Tenho acompanhado esta situação do Musk-xAI e, honestamente, há muito a desvendar aqui. Então temos cofundadores a abandonar o barco—Tony Wu saiu na segunda-feira, Jimmy Ba seguiu na terça—e agora estamos com seis dos doze membros fundadores que já saíram. Mas, em vez de abordar diretamente o saída em massa, Musk convoca uma reunião geral para apresentar... uma instalação de fabricação lunar. Sim, leu bem. Uma fábrica na lua.



De acordo com relatos, ele fala sobre construir satélites de IA lá em cima e lançá-los ao espaço através de uma espécie de grande catapulta. A proposta: isso dá à xAI acesso a poder de computação que nenhum concorrente consegue alcançar. Olha, eu entendo a visão—mais potência, menos interferência das limitações da Terra. Mas o timing é louco. Há pessoas saindo, uma potencial IPO da SpaceX com uma avaliação de 1,5 trilhão de dólares prevista para este verão, e de repente a conversa muda para a lua.

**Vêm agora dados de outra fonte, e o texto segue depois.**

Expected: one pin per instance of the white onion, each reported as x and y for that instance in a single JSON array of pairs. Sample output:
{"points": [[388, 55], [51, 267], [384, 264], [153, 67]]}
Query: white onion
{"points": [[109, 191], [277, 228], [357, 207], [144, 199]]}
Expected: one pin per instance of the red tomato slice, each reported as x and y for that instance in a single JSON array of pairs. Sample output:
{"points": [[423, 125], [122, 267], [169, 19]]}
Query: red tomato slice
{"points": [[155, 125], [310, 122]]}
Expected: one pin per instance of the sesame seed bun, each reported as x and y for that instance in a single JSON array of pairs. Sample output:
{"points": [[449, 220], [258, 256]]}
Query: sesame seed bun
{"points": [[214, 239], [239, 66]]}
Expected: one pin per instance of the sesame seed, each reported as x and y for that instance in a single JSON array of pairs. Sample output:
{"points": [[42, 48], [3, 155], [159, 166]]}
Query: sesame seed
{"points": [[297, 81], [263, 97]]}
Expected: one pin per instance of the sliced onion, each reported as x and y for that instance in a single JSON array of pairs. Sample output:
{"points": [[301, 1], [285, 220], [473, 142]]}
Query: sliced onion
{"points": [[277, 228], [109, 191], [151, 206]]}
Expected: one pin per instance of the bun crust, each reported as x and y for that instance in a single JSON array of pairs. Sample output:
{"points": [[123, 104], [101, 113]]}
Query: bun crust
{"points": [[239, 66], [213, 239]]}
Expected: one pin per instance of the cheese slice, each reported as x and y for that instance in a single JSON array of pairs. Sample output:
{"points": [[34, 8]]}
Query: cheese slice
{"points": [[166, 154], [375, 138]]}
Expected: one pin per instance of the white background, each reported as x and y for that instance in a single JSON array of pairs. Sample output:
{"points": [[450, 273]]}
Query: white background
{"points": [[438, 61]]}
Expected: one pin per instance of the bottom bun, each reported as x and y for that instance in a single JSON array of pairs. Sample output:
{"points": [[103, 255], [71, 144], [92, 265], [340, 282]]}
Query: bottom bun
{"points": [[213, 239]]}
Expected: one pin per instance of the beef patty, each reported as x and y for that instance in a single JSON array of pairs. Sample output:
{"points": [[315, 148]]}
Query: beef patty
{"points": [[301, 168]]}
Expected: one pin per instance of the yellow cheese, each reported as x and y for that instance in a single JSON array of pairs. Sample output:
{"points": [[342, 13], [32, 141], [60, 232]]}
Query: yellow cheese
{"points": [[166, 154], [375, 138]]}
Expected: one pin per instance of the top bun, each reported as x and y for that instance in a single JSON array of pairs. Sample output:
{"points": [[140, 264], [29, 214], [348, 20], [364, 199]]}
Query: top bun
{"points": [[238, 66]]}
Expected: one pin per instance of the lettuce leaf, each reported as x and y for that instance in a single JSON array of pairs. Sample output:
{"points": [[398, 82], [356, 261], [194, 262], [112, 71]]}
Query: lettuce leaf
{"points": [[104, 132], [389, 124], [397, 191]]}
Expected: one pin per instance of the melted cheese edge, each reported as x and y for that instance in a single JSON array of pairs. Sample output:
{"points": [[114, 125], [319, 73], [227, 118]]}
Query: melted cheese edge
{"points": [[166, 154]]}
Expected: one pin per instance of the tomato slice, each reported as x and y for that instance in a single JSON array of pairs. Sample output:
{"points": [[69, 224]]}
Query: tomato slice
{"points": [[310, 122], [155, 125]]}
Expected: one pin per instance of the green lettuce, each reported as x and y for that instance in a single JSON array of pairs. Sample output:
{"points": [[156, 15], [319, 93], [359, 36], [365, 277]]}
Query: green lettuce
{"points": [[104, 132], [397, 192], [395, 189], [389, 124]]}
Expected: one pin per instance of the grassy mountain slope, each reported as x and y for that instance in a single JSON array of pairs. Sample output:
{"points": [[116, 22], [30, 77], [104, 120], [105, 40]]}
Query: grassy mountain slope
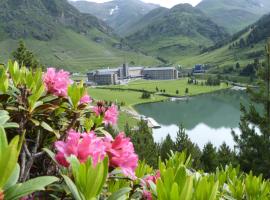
{"points": [[61, 36], [119, 14], [234, 15], [173, 34], [230, 53]]}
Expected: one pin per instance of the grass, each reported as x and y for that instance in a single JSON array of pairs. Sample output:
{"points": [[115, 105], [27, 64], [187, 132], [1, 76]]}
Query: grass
{"points": [[170, 87], [76, 52], [129, 98], [125, 118]]}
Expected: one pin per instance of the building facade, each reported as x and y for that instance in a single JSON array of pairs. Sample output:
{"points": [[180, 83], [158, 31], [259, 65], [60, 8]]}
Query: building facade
{"points": [[114, 76], [160, 73]]}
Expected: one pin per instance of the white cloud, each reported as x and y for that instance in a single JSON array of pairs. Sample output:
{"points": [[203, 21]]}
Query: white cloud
{"points": [[171, 3], [165, 3]]}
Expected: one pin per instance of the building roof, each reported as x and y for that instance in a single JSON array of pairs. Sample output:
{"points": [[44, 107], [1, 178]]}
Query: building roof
{"points": [[104, 71], [159, 68], [136, 68]]}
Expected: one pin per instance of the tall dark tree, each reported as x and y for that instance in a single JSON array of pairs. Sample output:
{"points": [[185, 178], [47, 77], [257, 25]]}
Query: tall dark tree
{"points": [[209, 158], [183, 143], [25, 57], [226, 156], [166, 147], [143, 142], [254, 141]]}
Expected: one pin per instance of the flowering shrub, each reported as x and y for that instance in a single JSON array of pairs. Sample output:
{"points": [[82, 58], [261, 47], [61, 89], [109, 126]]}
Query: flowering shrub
{"points": [[82, 146], [56, 82], [51, 126]]}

Aqui é que fica interessante, porém. Em janeiro, Musk postou que a SpaceX estava mudando o foco de Marte para a Lua, dizendo que uma cidade lunar chega lá em metade do tempo em comparação com um cronograma de mais de 20 anos para Marte. Para uma empresa que nunca enviou uma missão à lua, essa é uma mudança de direção bastante drástica. Os investidores parecem muito mais interessados em centros de dados orbitais do que em colônias interplanetárias, de qualquer forma.

Mas há uma teoria circulando que conecta tudo isso. A ideia é que Musk tem trabalhado em direção a uma coisa desde o início: o modelo de mundo mais poderoso do mundo. A Tesla traz sistemas de energia e dados de estrada. A Neuralink fornece insights sobre o cérebro. A SpaceX oferece física e mecânica orbital. A Boring Company acrescenta informações subterrâneas. Agora, somando a fabricação lunar a esse conjunto, de repente você vê algo realmente poderoso tomando forma.

O lado legal é onde fica complicado. O tratado do espaço de 1967 diz que ninguém pode reivindicar propriedade da própria lua. Mas aqui está a brecha: uma lei dos EUA de 2015 permite que você possua tudo o que extrair dela. Então, tecnicamente, os recursos que você retira da superfície lunar são seus. Alguns especialistas jurídicos apontam que essa distinção é bastante vaga na prática—você não pode possuir a casa, mas pode possuir o piso, exceto que o piso basicamente é a casa. E nem todos estão jogando de acordo com essas regras. China e Rússia certamente não estão.

Então temos uma equipe encolhendo, uma IPO se aproximando e planos espaciais cada vez mais ambiciosos. A questão não é realmente se o conceito da fábrica na lua é legal—obviamente que sim. A questão é se tudo isso realmente será construído e, mais importante, quem vai estar por perto para construí-lo. A reunião geral levantou mais perguntas do que respostas.